There are two ways of making a string constant, and your technique only works on the first one. The first one makes an array of characters which you can get the size of at compile time, and the other creates a pointer to an array of characters.

char samplestring[] = "hello";
char * samplestring = "hello";

Trying to take the size of the second case the way you're doing it just gives you the size of a pointer. On a 32-bit build the size of a pointer is 4 characters, i.e. a pointer takes the same amount of memory as 4 characters.

The following will always give the correct length for a properly null-terminated string, but it's slower.

mysize = strlen(samplestring);

4 isn't the size of the string, because samplestring isn't a string. It's a char*, whose size is (on your platform) 4, divided by 1 (size of char) is, correctly, 4.

In C++, you'd use std::string and the length() method.

In C, you'd use strlen which takes as parameter a NULL-terminated char pointer.

The sizeof of an element returns the size of the memory allocated for that object. In your example the string is probably declared somewhere as

samplestring[4]

In which case the size of the memory is 4. The method you probably want in your application is

strlen(samplestring);

Which returns the size of the null terminated string (without the termination)

you are asking the size of a pointer on a char. So I guess you're using a 32bit system.

If you're using C++, use std::string :

std::string samplestring("Hello world");
std::cout << samplestring.size() << std::endl;

First of all, sizeof(samplestring[0]) is the same as sizeof(*samplestring), they're both returning the size of the first element of the samplestring array. And, assuming samplestring is an array of chars, sizeof(char) is defined to be 1.

You haven't shown how samplestring is declared. It could be one of the following:

char const *samplestring = "Hello, World!";

or

char *samplestring = malloc( ... );

or

char samplestring[10];

In the first 2 cases the type of samplestring is char *, so sizeof(samplestring) returns sizeof(char *), which, on your platform is 4.

In the third case, the type of samplestring is char[10] (array of 10 chars), but if you call a function that takes a char * as its parameter, the char array will decay to a pointer pointing to the first element of the array. In this case, trying to print sizeof within the function will still result in the size of a pointer being printed.

If you want the size of the original array to be printed from within the function, then the function parameter needs to be a pointer to the original array type (and the type includes size of the original array).

#include <stdio.h>

void foo( char (*arr)[42] )
{
  printf( "%u", (unsigned)sizeof(*arr) );
}

int main()
{
  char arr[42];
  foo( &arr );

  return 0;
}  

Output:

42

This fixes the size of the array that can be passed to the function and is not desirable in a lot of cases. The only other solution is to keep track of the array yourself (or use strlen if you have a NULL terminated string).

It looks as though you have a pointer, not an array.
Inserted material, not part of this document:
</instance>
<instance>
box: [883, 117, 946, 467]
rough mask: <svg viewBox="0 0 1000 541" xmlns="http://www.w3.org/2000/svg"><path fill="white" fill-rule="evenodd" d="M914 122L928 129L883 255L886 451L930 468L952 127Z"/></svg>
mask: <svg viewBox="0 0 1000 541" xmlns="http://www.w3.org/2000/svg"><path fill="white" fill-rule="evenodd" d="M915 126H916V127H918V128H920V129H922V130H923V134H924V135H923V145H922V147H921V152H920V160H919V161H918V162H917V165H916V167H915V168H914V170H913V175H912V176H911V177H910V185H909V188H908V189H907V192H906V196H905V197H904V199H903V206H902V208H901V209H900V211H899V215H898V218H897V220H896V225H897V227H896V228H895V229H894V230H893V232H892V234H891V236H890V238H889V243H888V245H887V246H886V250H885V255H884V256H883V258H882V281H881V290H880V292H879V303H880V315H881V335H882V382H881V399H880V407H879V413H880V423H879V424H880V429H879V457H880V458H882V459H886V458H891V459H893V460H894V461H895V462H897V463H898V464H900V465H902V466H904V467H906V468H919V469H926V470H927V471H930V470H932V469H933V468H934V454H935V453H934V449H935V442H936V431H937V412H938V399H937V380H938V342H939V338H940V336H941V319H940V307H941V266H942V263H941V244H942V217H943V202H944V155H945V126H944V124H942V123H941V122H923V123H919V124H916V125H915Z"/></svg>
Arrays are converted to pointers when the program requires it, so you'd get:

size_t size(char * p) { // p is a pointer
    return sizeof(p) / sizeof(*p); // size of pointer
}

size_t size(char p[]) { // p is also a pointer        
    return sizeof(p) / sizeof(*p); // size of pointer
}

although, since sizeof (char) == 1, the division is redundant here; if the pointer were to a larger type, then you'd get a differently unexpected result.

In C++ (but obviously not C), you can deduce the size of an array as a template parameter:

template <typename T, size_t N>
size_t size(T (&)[N]) {
    return N;  // size of array
}

or you can use classes such as std::vector and std::string to keep track of the size.

In C, you can use strlen to find the length of a zero-terminated string, but in most cases you'll need to keep track of array sizes yourself.